I guess I'm still a romantic, having lived through the 60s. But perhaps
artists still need to make some sacrifices to save art from the snarling
beasts of capitalism. After all, artists are given the divine madness of
creativity. I don't expect anyone to live the way I did. But it was a
grand time of friendships and bodhisattvas who appeared from nowhere to
lend a helping hand. No applications needed!
On 9/6/2014 4:57 PM, isabel brison wrote:
> Hi Joel,
> It's interesting you give Duchamp as an example, as I think with him
> the story could easily be put the other way round: the recognition he
> achieved and the ability to ingeniously support himself through his
> art - using the Large Glass for rent or paying his dentist with a hand
> painted cheque - allowed him to experiment, fool around at his
> leisure, and eventually come up with a body of work that is impossible
> to ingore in the extent of its influence over subsequent art practice,
> whether you love it or hate it.
> On the other hand, I expect there will always be artists, as there
> will always be businesspeople everywhere, trying to give the market
> what it wants in order to make a profit, but that's really up to them
> - and I don't think starving them would make them better artists;
> they'd probably just give up and get a better paying job elsewhere :-)
> On 7 September 2014 08:59, Joel Weishaus <joelweishaus at gmail.com
> <mailto:joelweishaus at gmail.com>> wrote:
> You're right to call me on this.
> What I had in mind is that awards (I mean by this "blue ribbons")
> tend to make some artists think that they can get away with
> whatever they make as long as they sign it. (Duchamp).
> I shouldn't have included grants.

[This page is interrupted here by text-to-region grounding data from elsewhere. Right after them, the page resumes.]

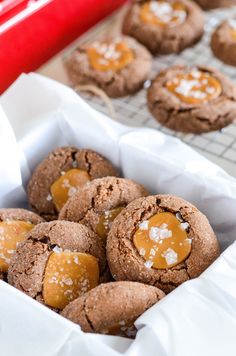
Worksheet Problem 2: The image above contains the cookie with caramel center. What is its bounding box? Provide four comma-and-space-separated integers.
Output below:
107, 194, 220, 293
8, 221, 106, 310
27, 146, 118, 221
147, 65, 236, 133
59, 177, 148, 241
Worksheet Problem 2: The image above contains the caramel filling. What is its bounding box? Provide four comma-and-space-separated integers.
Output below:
133, 212, 192, 269
50, 169, 90, 211
102, 320, 137, 338
43, 251, 99, 309
0, 221, 34, 272
96, 207, 123, 240
87, 40, 134, 72
165, 69, 222, 105
140, 0, 187, 27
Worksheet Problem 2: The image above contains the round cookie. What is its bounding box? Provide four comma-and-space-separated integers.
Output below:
122, 0, 204, 55
61, 281, 165, 337
194, 0, 236, 9
147, 65, 236, 133
64, 35, 152, 97
27, 146, 118, 221
8, 221, 106, 310
0, 208, 44, 276
59, 177, 148, 241
107, 195, 220, 293
211, 19, 236, 66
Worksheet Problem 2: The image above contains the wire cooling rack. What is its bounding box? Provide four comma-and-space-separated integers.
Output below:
63, 5, 236, 175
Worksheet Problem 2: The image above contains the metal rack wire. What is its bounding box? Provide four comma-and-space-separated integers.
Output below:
70, 6, 236, 174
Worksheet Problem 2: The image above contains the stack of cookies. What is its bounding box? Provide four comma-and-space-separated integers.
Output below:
0, 146, 220, 338
65, 0, 236, 134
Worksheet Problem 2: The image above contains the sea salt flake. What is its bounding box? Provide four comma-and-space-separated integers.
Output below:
186, 238, 192, 244
150, 248, 156, 256
149, 227, 160, 242
74, 255, 79, 264
68, 186, 77, 197
139, 220, 149, 230
144, 260, 153, 269
159, 228, 172, 239
162, 248, 178, 265
139, 248, 146, 256
180, 222, 189, 231
53, 246, 63, 254
160, 223, 168, 229
46, 194, 52, 201
176, 212, 183, 221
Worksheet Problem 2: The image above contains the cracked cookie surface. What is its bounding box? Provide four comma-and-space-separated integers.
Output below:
106, 195, 220, 293
64, 35, 152, 97
59, 177, 148, 240
27, 146, 118, 221
8, 221, 106, 309
147, 65, 236, 133
122, 0, 204, 55
61, 281, 165, 337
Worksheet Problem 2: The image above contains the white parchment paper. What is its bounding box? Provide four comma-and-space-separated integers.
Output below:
0, 73, 236, 356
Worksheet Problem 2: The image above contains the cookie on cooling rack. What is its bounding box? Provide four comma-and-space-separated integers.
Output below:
8, 221, 106, 310
107, 195, 220, 293
147, 65, 236, 133
61, 281, 165, 338
27, 146, 118, 220
211, 19, 236, 66
64, 35, 152, 97
194, 0, 236, 9
122, 0, 205, 55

However, with rising prices,
> only the strongest, or maddest, artists will give the collectors
> what they don't want.
> I would agree with you that "good artists don't have to eat," if
> you add "so much, especially Americans."
> Smiles to you,
> On 9/6/2014 3:25 PM, isabel brison wrote:
>> > As for the canon, the best work that enters it is only after
>> the artist is dead and the dust has settled. So that the
>> artist-at-work isn't tainted by rising prices, grants or prizes.
>> Good job artists don't need to eat, or we'd _really_ be in trouble.